Center for African Studies welcomes new leadership

September 9, 2025

This summer, the Center for African Studies was pleased to welcome Professor James Q. Davies as its incoming Faculty Director, along with Dr. Duncan Omanga as its associate director.

Professor James Q. DaviesProfessor James Q. Davies is a professor in the Department of Music, with musicological interests and expertise in the long nineteenth century. He authored the books Romantic Anatomies of Performance (California: 2014) and Creatures of the Air: Music, Atlantic Spirits, Breath, 1817-1913 (Chicago: 2023), and is editor of the UChicago Press book series New Material Histories of Music.

Professor Davies grew up in Johannesburg, with first degrees from the University of the Witwatersrand. He wrote his PhD at the University of Cambridge, where he later received a Junior Research Fellowship (Caius), before moving to Berkeley.

Professor Davies has published on music in Southern Africa, pre-colonial Gabon, and pre-colonial Cabinda. In view of modern ideas about the human as a uniquely musical creature, his research encompasses political ecology, elemental media theory, science and technology studies, climate-race discourse, and the ethics of humanitarian and religious intervention in Africa.

His current work centers on twentieth-century ideas about African music, with three projects in the early stages. The first is a book on the extractive (ethno)musicological search for the sonic origins of the human and African counter-humanisms at the so-called “Cradle of Humankind,” in apartheid-era West Rand Goldfields.

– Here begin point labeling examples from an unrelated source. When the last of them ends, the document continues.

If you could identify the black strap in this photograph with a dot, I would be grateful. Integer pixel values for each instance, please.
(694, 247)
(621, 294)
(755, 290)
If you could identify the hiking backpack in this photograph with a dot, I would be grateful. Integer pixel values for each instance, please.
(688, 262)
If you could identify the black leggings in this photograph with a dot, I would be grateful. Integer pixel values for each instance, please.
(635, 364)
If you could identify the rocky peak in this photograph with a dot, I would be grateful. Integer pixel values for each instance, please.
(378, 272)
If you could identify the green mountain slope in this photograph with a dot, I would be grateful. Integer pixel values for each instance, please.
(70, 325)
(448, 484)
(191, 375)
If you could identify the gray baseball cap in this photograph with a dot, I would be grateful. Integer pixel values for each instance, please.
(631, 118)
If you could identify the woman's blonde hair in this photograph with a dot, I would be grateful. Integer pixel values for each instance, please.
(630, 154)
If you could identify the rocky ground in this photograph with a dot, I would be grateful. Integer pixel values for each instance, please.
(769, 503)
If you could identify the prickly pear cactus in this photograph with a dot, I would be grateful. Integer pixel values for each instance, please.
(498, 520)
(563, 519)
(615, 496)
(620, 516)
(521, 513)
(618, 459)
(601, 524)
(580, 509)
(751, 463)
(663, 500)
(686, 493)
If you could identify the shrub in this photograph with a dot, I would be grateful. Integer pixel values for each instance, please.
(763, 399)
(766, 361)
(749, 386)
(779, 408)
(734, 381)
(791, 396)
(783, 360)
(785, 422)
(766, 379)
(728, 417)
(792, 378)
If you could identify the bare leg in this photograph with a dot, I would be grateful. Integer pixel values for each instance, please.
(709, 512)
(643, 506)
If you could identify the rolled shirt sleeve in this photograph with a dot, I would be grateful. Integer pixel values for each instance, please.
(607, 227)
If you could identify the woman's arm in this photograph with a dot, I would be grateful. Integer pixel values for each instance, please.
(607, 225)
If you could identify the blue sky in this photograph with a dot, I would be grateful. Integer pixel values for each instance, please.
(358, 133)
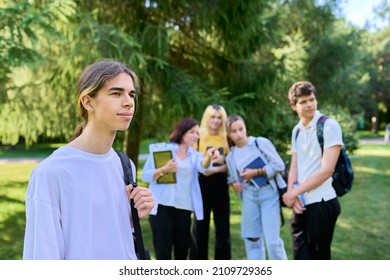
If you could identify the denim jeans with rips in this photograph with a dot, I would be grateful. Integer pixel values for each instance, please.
(260, 223)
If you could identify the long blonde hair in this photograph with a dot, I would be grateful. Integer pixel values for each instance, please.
(208, 113)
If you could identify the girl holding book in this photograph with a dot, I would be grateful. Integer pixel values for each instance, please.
(170, 219)
(254, 167)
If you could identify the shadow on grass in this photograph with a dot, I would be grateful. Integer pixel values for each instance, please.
(12, 236)
(12, 219)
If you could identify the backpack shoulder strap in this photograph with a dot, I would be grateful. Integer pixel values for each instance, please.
(296, 134)
(129, 179)
(127, 170)
(320, 131)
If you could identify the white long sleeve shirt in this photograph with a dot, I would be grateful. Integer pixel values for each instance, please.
(77, 208)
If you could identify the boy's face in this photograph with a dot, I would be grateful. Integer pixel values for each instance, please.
(306, 106)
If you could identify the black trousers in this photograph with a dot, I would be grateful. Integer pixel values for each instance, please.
(312, 231)
(171, 229)
(215, 195)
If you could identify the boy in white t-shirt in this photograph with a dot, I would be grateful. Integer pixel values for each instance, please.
(313, 219)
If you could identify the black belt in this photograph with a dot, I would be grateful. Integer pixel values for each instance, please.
(252, 184)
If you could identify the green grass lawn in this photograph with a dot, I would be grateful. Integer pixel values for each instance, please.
(362, 231)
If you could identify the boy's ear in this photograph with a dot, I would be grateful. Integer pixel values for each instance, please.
(86, 100)
(293, 107)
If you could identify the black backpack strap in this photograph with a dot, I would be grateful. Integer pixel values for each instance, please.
(129, 179)
(320, 131)
(296, 134)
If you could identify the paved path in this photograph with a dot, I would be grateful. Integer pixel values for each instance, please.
(145, 156)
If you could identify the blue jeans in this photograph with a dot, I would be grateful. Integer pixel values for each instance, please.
(260, 223)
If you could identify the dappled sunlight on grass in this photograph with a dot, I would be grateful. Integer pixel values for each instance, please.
(371, 170)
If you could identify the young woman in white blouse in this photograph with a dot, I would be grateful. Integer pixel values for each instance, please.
(170, 220)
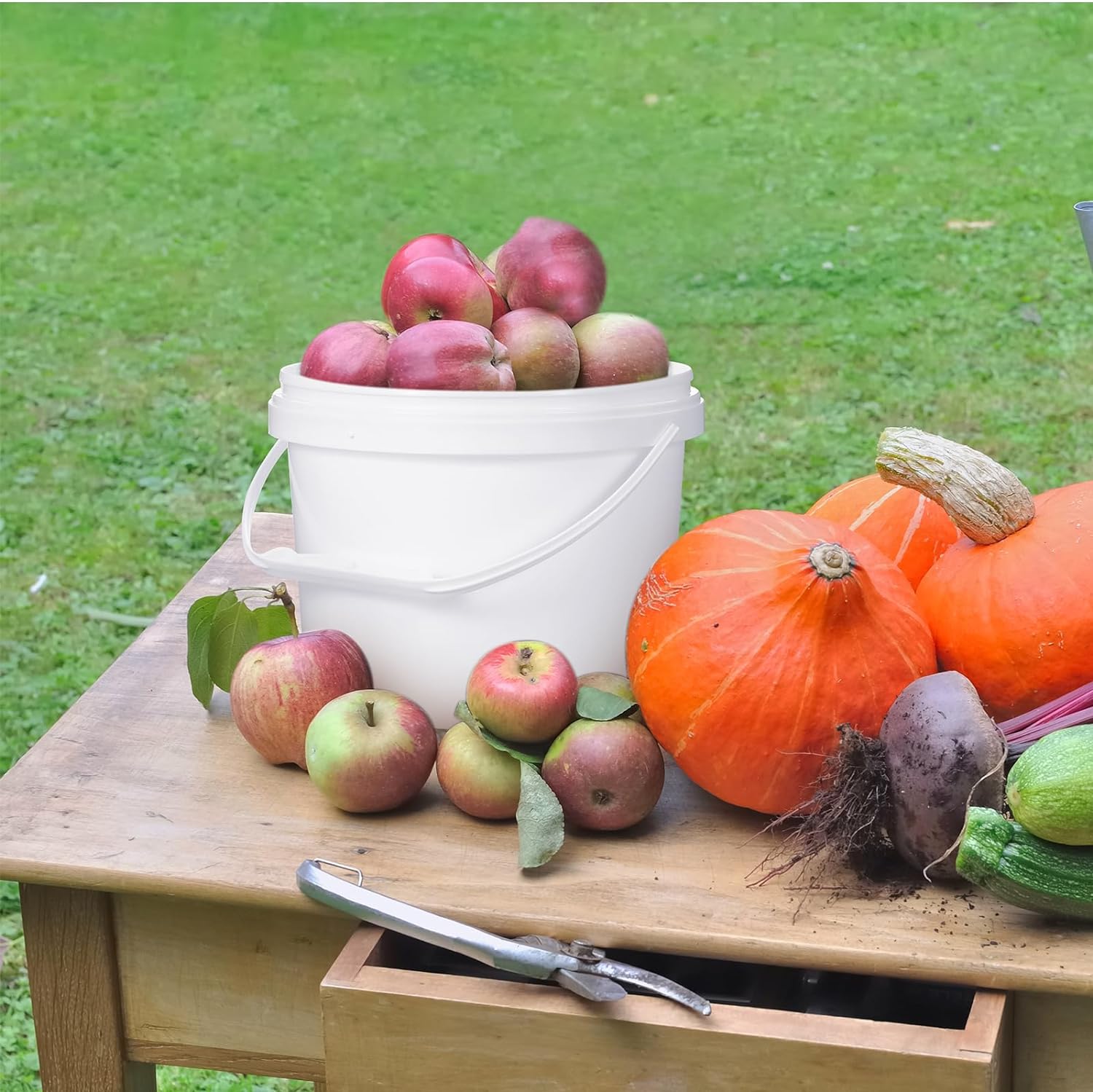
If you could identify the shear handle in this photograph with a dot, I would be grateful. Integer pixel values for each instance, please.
(431, 928)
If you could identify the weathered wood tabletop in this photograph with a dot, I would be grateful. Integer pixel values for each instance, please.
(139, 790)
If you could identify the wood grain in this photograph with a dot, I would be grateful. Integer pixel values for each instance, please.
(168, 799)
(70, 958)
(1053, 1043)
(209, 985)
(399, 1031)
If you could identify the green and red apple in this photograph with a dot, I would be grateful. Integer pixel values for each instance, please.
(607, 774)
(616, 347)
(371, 750)
(525, 692)
(612, 683)
(279, 686)
(477, 777)
(541, 347)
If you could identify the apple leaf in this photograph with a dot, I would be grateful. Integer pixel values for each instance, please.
(539, 821)
(599, 705)
(233, 631)
(273, 622)
(198, 630)
(533, 755)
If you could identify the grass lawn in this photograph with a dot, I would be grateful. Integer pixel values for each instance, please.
(192, 192)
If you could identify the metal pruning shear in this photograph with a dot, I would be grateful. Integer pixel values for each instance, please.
(577, 965)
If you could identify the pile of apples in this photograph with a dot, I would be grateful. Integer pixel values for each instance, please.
(527, 318)
(606, 774)
(308, 700)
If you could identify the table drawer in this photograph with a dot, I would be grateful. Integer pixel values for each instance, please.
(397, 1018)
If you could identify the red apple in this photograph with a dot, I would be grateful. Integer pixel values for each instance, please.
(618, 347)
(500, 307)
(350, 352)
(525, 692)
(433, 288)
(612, 683)
(477, 777)
(279, 686)
(541, 347)
(423, 246)
(555, 266)
(371, 750)
(607, 774)
(450, 356)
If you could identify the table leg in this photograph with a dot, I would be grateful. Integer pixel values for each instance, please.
(74, 993)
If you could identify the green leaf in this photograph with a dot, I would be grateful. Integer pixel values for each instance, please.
(539, 820)
(234, 631)
(273, 622)
(198, 630)
(533, 755)
(599, 705)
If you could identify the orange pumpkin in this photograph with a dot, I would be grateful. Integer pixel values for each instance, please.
(1011, 604)
(756, 635)
(900, 522)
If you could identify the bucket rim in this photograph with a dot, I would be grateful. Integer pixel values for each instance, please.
(679, 375)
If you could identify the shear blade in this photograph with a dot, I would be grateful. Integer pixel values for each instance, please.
(589, 986)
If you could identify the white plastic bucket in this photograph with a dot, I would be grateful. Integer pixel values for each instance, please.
(432, 526)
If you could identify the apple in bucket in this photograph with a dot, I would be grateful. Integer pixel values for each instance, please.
(477, 777)
(371, 750)
(541, 347)
(525, 692)
(423, 246)
(350, 352)
(433, 288)
(607, 774)
(450, 356)
(616, 347)
(552, 264)
(279, 686)
(439, 246)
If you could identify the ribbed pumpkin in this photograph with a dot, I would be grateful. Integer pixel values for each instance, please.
(900, 522)
(1011, 604)
(756, 635)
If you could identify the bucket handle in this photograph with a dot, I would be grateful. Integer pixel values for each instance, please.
(332, 569)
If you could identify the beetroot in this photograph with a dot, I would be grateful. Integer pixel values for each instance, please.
(939, 745)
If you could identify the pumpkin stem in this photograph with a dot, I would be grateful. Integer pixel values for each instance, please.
(981, 496)
(831, 561)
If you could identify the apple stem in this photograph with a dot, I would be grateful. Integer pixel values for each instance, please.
(280, 593)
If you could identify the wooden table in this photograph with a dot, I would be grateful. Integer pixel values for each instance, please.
(157, 853)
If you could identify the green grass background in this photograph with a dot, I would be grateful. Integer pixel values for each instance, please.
(192, 192)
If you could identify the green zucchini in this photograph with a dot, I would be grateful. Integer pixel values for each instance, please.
(1051, 787)
(1001, 856)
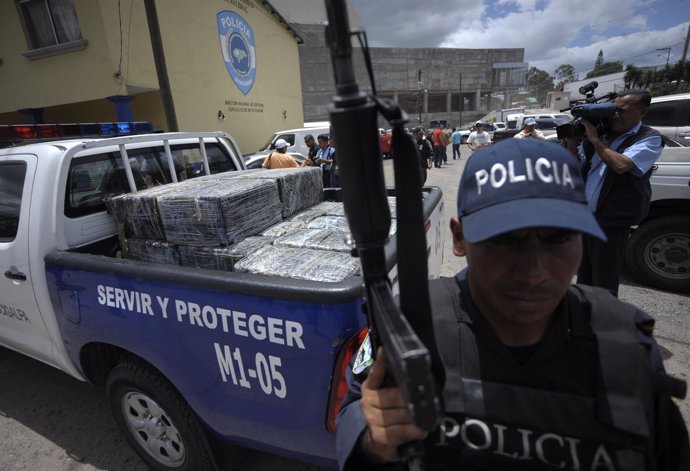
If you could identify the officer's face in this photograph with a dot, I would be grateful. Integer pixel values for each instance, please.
(517, 279)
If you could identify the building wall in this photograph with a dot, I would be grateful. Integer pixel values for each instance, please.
(448, 76)
(72, 87)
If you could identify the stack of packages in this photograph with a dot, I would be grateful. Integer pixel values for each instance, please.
(270, 222)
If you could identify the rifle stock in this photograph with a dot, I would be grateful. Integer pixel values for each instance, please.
(353, 117)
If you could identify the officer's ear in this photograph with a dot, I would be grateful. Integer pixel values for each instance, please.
(459, 244)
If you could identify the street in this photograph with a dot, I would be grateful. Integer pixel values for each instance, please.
(52, 422)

A second longer-term and collaborative project, The Invention of African Music, accounts for the struggle over knowledge production in the area of study called “African Music.” The project maps this epistemic field by exposing the provenance of a considerable volume of materials, collected for the 1947 Ogooué-Congo Mission (Paris, France), the archive of the International Library of African Music (Makhanda, South Africa), the Berliner Phonogramm-Archiv (Berlin, Germany), and the J. H. Kwabena Nketia Archive (Accra, Ghana). A third project will collect some of his previously- published essays into a monograph on “melocolonialism,” that is, on the sonic mediation of colonial experience as nineteenth-century melodrama.

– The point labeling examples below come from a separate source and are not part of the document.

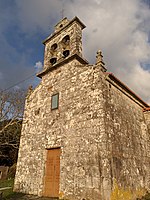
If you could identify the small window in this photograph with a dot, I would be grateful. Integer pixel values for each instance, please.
(53, 61)
(66, 40)
(55, 101)
(66, 53)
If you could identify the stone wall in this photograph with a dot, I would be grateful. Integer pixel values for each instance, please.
(127, 139)
(77, 127)
(99, 129)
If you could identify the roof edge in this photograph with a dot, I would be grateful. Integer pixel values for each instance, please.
(50, 68)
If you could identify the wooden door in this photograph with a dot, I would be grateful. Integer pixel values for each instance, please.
(52, 173)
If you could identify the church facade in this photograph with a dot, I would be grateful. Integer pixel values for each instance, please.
(83, 128)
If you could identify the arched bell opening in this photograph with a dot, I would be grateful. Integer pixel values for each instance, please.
(66, 53)
(54, 47)
(53, 61)
(66, 40)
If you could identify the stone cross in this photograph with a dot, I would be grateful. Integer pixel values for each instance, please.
(99, 60)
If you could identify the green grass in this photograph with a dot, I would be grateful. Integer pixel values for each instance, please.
(9, 194)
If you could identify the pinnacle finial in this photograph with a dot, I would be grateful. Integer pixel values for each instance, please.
(99, 60)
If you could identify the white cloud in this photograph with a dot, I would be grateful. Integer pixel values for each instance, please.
(1, 75)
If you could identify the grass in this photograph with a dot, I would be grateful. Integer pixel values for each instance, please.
(9, 194)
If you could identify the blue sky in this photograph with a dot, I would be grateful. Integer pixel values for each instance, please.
(120, 28)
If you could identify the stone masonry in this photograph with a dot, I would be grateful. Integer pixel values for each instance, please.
(101, 126)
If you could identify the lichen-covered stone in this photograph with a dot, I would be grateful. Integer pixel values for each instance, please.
(100, 127)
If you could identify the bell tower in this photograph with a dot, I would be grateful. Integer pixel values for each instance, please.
(64, 44)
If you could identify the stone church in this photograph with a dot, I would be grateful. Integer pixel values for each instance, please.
(83, 128)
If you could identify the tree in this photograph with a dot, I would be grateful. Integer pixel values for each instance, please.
(11, 113)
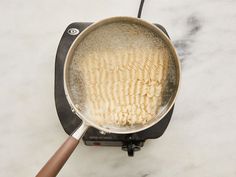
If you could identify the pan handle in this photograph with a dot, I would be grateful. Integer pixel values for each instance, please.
(56, 162)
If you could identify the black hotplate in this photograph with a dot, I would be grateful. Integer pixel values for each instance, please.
(70, 121)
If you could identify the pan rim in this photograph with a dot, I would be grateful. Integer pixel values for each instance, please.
(87, 31)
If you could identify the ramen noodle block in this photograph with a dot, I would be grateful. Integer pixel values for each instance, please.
(124, 88)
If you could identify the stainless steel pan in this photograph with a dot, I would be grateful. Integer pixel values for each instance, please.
(112, 34)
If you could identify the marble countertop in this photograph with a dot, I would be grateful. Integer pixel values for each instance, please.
(201, 137)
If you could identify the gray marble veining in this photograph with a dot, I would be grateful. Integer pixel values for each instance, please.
(201, 138)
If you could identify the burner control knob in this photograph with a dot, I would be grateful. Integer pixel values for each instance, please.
(131, 148)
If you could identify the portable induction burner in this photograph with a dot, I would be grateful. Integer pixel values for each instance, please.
(70, 121)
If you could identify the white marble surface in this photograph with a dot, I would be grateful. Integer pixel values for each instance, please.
(201, 138)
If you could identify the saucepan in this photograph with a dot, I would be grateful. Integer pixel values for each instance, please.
(124, 59)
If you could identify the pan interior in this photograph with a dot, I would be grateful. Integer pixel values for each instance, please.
(122, 76)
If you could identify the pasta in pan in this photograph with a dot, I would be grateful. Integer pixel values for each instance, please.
(124, 87)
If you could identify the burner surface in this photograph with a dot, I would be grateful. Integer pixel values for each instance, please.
(93, 137)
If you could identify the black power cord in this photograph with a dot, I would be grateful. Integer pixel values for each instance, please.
(140, 8)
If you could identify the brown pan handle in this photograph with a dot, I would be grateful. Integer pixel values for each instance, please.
(56, 162)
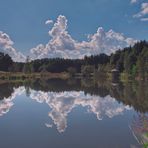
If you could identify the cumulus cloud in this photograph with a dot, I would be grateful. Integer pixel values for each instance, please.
(143, 12)
(6, 46)
(48, 22)
(63, 45)
(134, 1)
(144, 19)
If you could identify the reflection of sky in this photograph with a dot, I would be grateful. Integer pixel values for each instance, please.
(61, 105)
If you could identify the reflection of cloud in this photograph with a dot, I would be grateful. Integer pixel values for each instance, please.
(7, 103)
(61, 105)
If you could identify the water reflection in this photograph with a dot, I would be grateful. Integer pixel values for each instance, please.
(61, 104)
(100, 98)
(139, 128)
(7, 102)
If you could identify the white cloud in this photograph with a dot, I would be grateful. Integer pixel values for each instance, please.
(144, 19)
(134, 1)
(6, 46)
(48, 22)
(143, 12)
(63, 45)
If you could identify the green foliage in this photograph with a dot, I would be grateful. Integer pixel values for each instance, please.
(131, 60)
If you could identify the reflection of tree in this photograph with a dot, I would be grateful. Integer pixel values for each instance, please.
(139, 128)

Dr. Duncan OmangaDr. Duncan Omanga holds a PhD from the Bayreuth International Graduate School of African Studies (BIGSAS) at the University of Bayreuth in Germany. He joins Berkeley from the National Endowment for Democracy in Washington, DC, where he was a program officer in the Africa section. He also previously served as senior program officer at the International Research and Exchanges Board (IREX) and at the Social Science Research Council (SSRC) in New York, where he co-led initiatives under the African Peacebuilding Network (APN) and Next Generation Social Sciences in Africa (NextGen) programs.

Before transitioning to the U.S.-based policy and research sector, Dr. Omanga was Head of the Department of Publishing and Media Studies at Moi University in Kenya, where he also served as a senior lecturer in Media and Journalism Studies. He has extensive experience teaching and supervising graduate students across Eastern Africa, particularly in Kenya, Uganda, and Tanzania. Dr. Omanga was a British Academy Visiting Fellow at the University of Cambridge (2018–2019), and a 2015–2016 African Visiting Fellow at the University of Cambridge’s Centre for African Studies.

His research explores the intersections of digital technologies, security, and democracy in Africa, and he has published widely in both regional and disciplinary academic journals. His most recent work is the co-edited volume Digital Technologies, Elections and Campaigns in Africa. Beyond academia, Dr. Omanga is a frequent commentator and thought leader on issues related to higher education in Africa.